For demo purpose, we use the saved model from `../2_image_classsifier_seq' folder`. This corresponds to the image classifer we have saved previously.


In [20]:
import tensorflow as tf
from tensorflow import keras

#loading saved model
model_A = keras.models.load_model("saved_models/seq_image_classfr.h5")
#cloning the model A so it wont be affected later.
model_A_clone = keras.models.clone_model(model_A)
#transfering parameters from model A to B except the output layer
model_B_from_A = keras.models.Sequential(model_A_clone.layers[:-1])
#adding new single output to model_B (it could be whether something is ankle boot or not)
model_B_from_A.add(keras.layers.Dense(1, activation="sigmoid",name="new_output"))
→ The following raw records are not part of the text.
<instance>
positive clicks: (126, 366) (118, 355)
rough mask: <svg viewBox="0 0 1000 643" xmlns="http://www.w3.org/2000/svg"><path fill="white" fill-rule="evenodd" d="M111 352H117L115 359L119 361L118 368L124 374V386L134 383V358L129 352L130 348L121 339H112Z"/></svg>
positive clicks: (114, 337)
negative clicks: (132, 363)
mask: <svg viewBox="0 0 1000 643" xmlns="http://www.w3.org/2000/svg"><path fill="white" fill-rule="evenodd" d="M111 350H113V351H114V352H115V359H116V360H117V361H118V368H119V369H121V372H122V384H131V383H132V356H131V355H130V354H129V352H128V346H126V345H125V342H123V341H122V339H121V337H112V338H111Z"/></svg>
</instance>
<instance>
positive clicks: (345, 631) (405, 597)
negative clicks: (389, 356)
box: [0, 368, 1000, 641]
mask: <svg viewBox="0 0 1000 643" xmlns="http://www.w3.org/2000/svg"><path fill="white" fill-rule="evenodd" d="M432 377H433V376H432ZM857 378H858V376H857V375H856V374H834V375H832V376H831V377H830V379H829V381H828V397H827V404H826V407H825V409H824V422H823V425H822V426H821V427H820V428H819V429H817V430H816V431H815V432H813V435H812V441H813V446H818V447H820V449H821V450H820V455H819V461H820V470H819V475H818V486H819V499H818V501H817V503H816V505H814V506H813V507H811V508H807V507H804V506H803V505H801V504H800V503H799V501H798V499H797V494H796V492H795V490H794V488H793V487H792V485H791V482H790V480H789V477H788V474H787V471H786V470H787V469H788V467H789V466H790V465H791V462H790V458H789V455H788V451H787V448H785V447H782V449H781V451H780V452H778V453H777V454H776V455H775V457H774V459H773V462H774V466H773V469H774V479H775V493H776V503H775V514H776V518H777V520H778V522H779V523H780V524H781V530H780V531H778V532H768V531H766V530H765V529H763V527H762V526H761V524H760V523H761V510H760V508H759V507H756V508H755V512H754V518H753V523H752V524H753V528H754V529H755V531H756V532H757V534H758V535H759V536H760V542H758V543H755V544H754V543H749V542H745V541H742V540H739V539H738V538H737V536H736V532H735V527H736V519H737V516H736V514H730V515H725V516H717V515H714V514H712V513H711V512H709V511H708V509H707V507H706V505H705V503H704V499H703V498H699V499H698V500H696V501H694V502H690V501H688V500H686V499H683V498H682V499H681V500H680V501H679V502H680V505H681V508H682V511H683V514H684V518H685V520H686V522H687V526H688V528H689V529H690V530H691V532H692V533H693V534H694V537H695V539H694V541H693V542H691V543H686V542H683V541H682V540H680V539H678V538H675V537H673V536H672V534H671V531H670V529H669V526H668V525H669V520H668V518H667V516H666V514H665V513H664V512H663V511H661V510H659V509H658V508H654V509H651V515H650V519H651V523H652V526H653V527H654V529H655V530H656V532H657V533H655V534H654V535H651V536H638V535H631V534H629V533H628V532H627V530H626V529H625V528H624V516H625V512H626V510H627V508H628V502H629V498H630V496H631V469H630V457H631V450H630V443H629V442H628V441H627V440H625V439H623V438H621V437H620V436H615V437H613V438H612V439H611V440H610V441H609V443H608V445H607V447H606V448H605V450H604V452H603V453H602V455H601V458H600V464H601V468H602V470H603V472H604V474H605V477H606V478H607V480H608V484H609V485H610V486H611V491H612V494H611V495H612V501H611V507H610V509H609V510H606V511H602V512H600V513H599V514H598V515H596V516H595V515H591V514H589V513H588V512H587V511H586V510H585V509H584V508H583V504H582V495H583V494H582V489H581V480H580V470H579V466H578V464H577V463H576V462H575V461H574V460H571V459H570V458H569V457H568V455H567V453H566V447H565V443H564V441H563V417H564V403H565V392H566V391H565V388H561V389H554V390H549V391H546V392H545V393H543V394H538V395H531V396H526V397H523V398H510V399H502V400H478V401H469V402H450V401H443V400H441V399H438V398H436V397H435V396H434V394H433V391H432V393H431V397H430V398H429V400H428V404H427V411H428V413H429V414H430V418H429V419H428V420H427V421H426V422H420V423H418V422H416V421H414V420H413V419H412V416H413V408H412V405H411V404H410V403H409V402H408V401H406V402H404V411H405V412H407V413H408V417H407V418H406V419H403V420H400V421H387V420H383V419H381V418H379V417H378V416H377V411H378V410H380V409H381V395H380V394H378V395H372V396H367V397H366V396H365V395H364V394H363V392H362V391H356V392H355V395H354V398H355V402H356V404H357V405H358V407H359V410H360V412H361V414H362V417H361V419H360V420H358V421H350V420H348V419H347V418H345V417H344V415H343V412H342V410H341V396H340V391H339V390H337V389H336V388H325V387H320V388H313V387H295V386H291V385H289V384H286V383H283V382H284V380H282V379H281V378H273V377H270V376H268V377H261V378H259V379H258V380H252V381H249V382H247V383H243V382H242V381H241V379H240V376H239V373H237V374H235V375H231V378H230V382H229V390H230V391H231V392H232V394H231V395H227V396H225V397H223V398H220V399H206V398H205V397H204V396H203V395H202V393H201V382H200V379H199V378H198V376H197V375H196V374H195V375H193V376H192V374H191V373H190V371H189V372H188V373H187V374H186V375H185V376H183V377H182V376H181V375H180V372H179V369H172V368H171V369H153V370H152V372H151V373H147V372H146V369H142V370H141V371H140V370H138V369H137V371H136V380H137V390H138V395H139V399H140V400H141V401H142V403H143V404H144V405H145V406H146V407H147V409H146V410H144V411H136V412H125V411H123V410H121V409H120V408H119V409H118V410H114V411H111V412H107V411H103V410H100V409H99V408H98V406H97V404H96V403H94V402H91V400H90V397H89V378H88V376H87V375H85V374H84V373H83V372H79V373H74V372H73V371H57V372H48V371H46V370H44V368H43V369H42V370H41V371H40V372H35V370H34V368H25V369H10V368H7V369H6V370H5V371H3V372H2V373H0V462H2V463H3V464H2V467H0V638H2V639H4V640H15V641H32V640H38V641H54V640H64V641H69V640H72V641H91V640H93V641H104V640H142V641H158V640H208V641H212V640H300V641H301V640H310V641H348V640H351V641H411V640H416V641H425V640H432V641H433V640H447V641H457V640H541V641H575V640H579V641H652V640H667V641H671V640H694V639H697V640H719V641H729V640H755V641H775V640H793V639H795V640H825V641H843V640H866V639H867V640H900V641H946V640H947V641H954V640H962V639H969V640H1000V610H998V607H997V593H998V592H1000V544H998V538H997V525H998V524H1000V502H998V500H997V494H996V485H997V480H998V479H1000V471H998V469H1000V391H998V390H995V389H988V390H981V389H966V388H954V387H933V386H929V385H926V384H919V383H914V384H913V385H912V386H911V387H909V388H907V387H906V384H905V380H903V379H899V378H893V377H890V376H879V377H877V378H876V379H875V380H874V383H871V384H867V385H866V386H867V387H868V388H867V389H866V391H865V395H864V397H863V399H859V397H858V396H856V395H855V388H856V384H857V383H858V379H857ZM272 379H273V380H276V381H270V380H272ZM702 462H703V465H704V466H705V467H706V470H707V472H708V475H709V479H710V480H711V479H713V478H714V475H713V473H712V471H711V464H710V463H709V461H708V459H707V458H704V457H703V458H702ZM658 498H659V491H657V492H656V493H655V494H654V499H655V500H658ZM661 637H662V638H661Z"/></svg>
- We should freeze more layers in the beginning so the high gradient in the beginning wont distort the already trained lower layers a lot. 
- Always compile the model once a layer is frozen/un-frozen
- Train the model for some epochs with this config and later unfreeze more layers sequentially.

In [23]:
#Freezing all except last(output) layer of model_B_from_A
for layer in model_B_from_A.layers[:-1]:
    layer.trainable = False
#Compiling the model again after freezin/unfreezin
model_B_from_A.compile(loss="binary_crossentropy", optimizer="sgd",
                      metrics=["accuracy"])

In [24]:
model_B_from_A.summary()

Model: "sequential_14"
_________________________________________________________________
Layer (type)                 Output Shape              Param #   
flatten (Flatten)            (None, 784)               0         
_________________________________________________________________
dense (Dense)                (None, 300)               235500    
_________________________________________________________________
dense_1 (Dense)              (None, 100)               30100     
_________________________________________________________________
new_output (Dense)           (None, 1)                 101       
Total params: 265,701
Trainable params: 101
Non-trainable params: 265,600
_________________________________________________________________


Training the model for few epochs

    history = model_B_on_A.fit(X_train_B, y_train_B, epochs=4,
                               validation_data=(X_valid_B, y_valid_B))

    for layer in model_B_on_A.layers[:-1]:
        layer.trainable = True

    optimizer = keras.optimizers.SGD(lr=1e-4) # the default lr is 1e-2
    model_B_on_A.compile(loss="binary_crossentropy", optimizer=optimizer,
                         metrics=["accuracy"])
    history = model_B_on_A.fit(X_train_B, y_train_B, epochs=16,
                               validation_data=(X_valid_B, y_valid_B))


- As we unfreeze  more and moer layers, reduce the learning rate as well as above, to preserve the structure of the lower layers. 

### Pretraining on Auxiliary Task

- If you do not have much labeled training data, one last option is to train a first neural network on an auxiliary task for which you can easily obtain or generate labeled training data, then reuse the lower layers of that network for your actual task. The first neural network’s lower layers will learn feature detectors that will likely be reusable by the second neural network.